Reputation: 343
I have got a dataframe that contains a text and result
Text Result
0 some text... True
1 another one... False
And I have got a function that does a feature extraction from text - returns dict with about 1000 keys that are words and T/F values depending if the word was in a text.
words = ["some", "text", "another", "one", "other", "words"]
def extract(text):
result = dict()
for w in words:
result[w] = (w in text)
return result
Result I am expecting is
Text some text another one other words Result
0 some text... True True False False False False True
1 another one... False False True True False False False
But I don't know how to apply this on a dataframe? What I have done so far is to create columns with default False value, but I have no clue how to populate it with True values.
for feature in words:
df[feature] = False
I guess that there is better way to do it in pandas?
Upvotes: 3
Views: 59
Reputation: 294278
Use pd.Series.str.get_dummies
with pd.DataFrame.reindex
exp = (
df.Text.str.get_dummies(' ')
.reindex(columns=words, fill_value=0)
.astype(bool)
)
df.drop('Result', 1).join(exp).join(df.Result)

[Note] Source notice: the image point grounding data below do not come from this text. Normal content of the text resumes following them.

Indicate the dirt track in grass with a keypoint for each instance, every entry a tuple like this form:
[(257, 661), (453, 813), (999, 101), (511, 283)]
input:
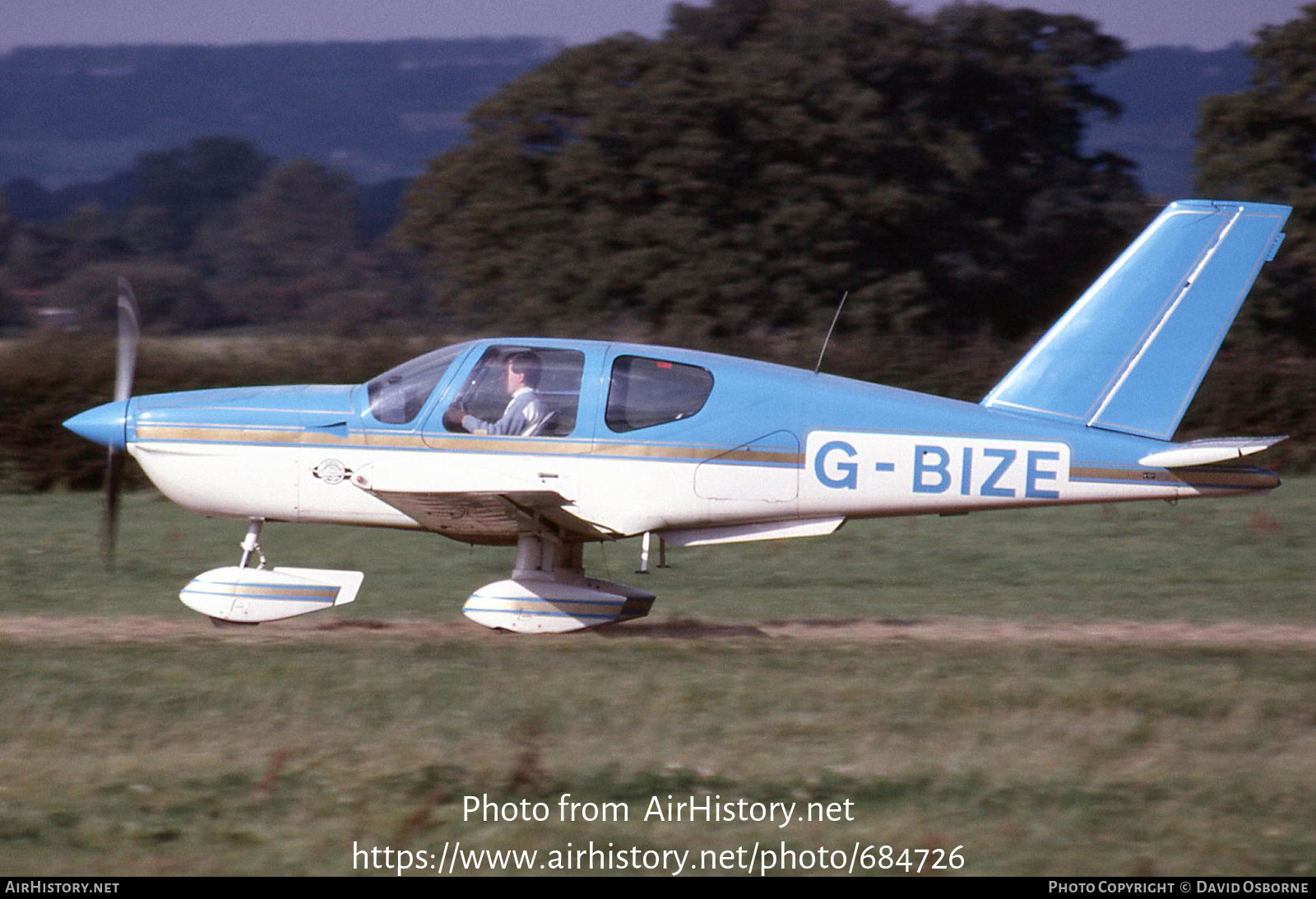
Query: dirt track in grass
[(864, 631)]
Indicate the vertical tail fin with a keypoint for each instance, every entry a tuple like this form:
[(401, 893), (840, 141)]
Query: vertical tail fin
[(1131, 353)]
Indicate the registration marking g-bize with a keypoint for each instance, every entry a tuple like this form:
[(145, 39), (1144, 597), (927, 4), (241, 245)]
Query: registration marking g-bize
[(936, 467)]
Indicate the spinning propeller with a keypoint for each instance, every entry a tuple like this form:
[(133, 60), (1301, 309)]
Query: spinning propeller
[(129, 333)]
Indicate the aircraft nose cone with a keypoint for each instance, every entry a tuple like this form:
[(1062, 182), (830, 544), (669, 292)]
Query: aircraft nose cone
[(105, 424)]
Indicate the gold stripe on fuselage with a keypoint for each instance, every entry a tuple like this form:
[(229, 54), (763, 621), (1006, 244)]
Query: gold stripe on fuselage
[(456, 443)]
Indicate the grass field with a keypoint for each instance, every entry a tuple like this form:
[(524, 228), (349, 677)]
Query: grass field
[(1107, 690)]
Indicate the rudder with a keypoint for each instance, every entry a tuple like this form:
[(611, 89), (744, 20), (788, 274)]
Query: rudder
[(1131, 353)]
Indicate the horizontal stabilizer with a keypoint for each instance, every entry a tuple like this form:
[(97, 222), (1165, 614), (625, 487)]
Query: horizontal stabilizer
[(1204, 452), (1131, 353)]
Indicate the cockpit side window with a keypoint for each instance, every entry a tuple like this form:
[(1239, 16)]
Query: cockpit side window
[(398, 395), (486, 405), (645, 392)]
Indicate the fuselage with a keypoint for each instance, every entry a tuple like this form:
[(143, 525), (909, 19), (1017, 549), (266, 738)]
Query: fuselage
[(646, 438)]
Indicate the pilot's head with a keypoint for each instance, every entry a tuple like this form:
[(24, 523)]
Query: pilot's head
[(523, 370)]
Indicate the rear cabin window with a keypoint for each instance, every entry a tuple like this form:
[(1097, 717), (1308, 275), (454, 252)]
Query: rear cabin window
[(645, 392)]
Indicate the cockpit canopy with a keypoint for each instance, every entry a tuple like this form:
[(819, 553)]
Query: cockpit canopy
[(642, 392)]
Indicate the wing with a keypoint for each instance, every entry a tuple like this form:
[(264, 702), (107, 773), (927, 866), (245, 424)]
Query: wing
[(493, 517)]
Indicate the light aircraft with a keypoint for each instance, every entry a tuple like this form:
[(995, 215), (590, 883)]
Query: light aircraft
[(697, 447)]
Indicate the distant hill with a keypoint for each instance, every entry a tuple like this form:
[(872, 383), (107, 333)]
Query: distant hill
[(375, 111), (379, 111)]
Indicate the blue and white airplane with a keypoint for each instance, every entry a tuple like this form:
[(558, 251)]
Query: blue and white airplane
[(550, 444)]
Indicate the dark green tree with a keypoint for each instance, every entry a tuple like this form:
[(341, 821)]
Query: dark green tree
[(765, 155), (1261, 145)]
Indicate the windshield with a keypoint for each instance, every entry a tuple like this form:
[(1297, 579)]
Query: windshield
[(398, 395)]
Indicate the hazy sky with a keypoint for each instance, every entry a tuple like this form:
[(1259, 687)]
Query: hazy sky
[(1204, 24)]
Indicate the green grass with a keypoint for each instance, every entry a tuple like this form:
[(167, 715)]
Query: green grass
[(133, 748)]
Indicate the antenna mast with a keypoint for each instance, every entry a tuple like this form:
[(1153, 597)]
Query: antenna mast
[(826, 340)]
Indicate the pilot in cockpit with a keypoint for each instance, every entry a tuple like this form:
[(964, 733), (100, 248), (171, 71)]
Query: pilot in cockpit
[(526, 415)]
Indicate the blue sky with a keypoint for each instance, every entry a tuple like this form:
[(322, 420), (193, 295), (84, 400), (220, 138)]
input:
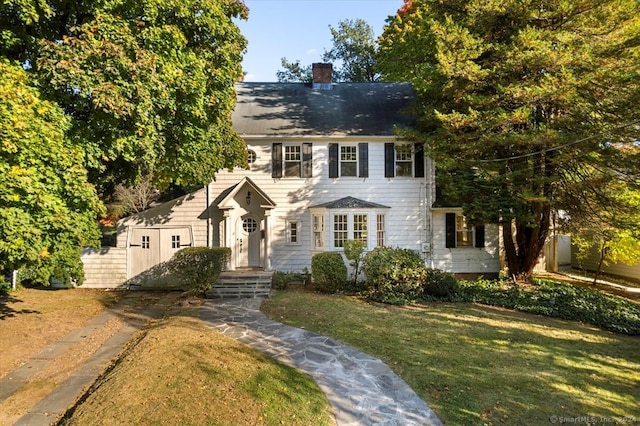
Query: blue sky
[(299, 30)]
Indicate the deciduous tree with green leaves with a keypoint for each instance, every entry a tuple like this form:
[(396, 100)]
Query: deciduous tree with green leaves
[(149, 84), (47, 207), (515, 100), (353, 51)]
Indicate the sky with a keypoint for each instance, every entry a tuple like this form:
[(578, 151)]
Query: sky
[(299, 30)]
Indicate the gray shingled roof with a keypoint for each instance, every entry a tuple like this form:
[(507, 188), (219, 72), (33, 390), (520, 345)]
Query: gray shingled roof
[(349, 203), (295, 109)]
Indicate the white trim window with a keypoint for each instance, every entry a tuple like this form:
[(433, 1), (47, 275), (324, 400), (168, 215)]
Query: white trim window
[(380, 230), (404, 159), (293, 228), (360, 226), (292, 160), (340, 230), (318, 231), (459, 232), (348, 160)]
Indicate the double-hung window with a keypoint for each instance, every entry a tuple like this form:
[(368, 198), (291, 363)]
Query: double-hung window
[(349, 160), (461, 233), (291, 160), (318, 231), (404, 160), (340, 229)]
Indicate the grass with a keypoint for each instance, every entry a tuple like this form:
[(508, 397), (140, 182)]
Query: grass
[(482, 365), (31, 319), (182, 372)]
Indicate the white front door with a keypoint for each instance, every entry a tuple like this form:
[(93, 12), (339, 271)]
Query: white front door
[(248, 242)]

Text some text another one other words Result
0 some text True True False False False False True
1 another one False False True True False False False
Explanation
get_dummies
gives dummy columns for each word found, simple enough. However, I use reindex in order to represent all the words we care about. The fill_value
and astype(bool)
are there to match OPs output. I use drop
and join(df.Result)
as a pithy way to get Result
to the end of the dataframe.
Upvotes: 2
Reputation: 792
You can apply a function to a dataframe column like this:
def func(): # some function that you want to apply to each row in a column
return None
new_row = df['column_name'].apply(func)
After that you can append the new_row
to your existing dataframe.
There's also a similar function but for applying function to entire dataframe.
Edit:
df = pd.DataFrame(['some text...', 'another one...'], columns=['Text'])
words = ["some", "text", "another", "one", "other", "words"]
def extract(text):
result = dict()
for w in words:
result[w] = (w in text)
return result.values()
new_cols = pd.DataFrame(df['Text'].apply(extract), columns=words)
result_df = pd.concat([df, new_cols], axis=1)
Upvotes: 0